RobertStJohn.com
A Quiche for David
Ingredients
1 recipe pie dough
2 tablespoon olive oil
1 cup yellow onion, small dice
½ cup red bell pepper, small dice
½cup green bell pepper, small dice
2 teaspoons garlic, minced
1½ teaspoons kosher salt
½ teaspoon dry oregano leaves
½ teaspoon dry basil leaves
½ teaspoon fresh ground pepper
½ cup sun-dried tomatoes, chopped
9 large eggs
¾ cup heavy whipping cream
1½ cups mozzarella cheese, shredded
½ cup fresh basil, chopped
½ cup parmesan cheese, grated
Instructions
Serves 6 to 8
Remove the prepared pie dough from the refrigerator. Lightly flour a clean working surface and place the dough in the center of the floured surface. Lightly dust the top of the dough as well. Begin in the center of the dough and roll upwards towards 12 o’clock, then downwards towards six o’clock. Rotate the dough 90 degrees and repaeat the process. Apply more flour as needed to prevent the dough from sticking to the surface or the rolling pin. As your dough begins to resemble a circle, use the rolling pin to define the shape. Roll the dough into a 16-inch circle. Use the rolling pin to transfer the dough to your pie dish. Press the dough firmly on the bottom and up the sides of the pie dish. Using your fingers, crimp the dough along the top of the sides and trim off any excess dough. Chill in the refrigerator while making the filling.

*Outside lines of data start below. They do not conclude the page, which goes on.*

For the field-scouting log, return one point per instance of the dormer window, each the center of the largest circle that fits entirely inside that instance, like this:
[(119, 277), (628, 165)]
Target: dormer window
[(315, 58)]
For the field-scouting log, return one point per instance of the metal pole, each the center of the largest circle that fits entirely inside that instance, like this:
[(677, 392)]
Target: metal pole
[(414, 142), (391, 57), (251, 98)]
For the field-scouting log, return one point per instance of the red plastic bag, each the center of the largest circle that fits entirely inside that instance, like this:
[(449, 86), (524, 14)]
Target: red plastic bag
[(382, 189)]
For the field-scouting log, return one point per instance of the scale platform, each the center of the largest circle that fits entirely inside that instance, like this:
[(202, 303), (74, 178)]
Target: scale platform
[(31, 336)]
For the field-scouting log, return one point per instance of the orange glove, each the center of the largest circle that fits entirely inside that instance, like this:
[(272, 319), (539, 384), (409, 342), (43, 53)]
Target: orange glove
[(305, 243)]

In a medium-sized skillet, cook the Italian sausage over medium-high heat. Crumble well. Line a plate with paper towels. Use a slotted spoon to remove the sausage from the skillet and place it on the paper towels to drain. Drain the grease from the skillet and return it to the heat. Place the olive oil in the skillet and sauté the onions and peppers for four to five minutes, until the onions are translucent. Stir in the garlic, salt, oregano, dry basil, and black pepper. Cook for one minutes and remove from the heat. In a large mixing bowl, whisk together the eggs and cream. Stir in the sausage, onion mixture, mozzarella cheese and fresh basil. Pour into the prepared pie shell. Top with parmesan cheese. Bake for 40 minutes then remove the quiche from the oven. Using aluminum foil, tent the sides of the crust and return the quiche to the oven for an additional 10 to 15 minutes. The center will jiggle just slightly when the edges is tapped when done.
Allow the quiche to rest for 20 minutes before serving.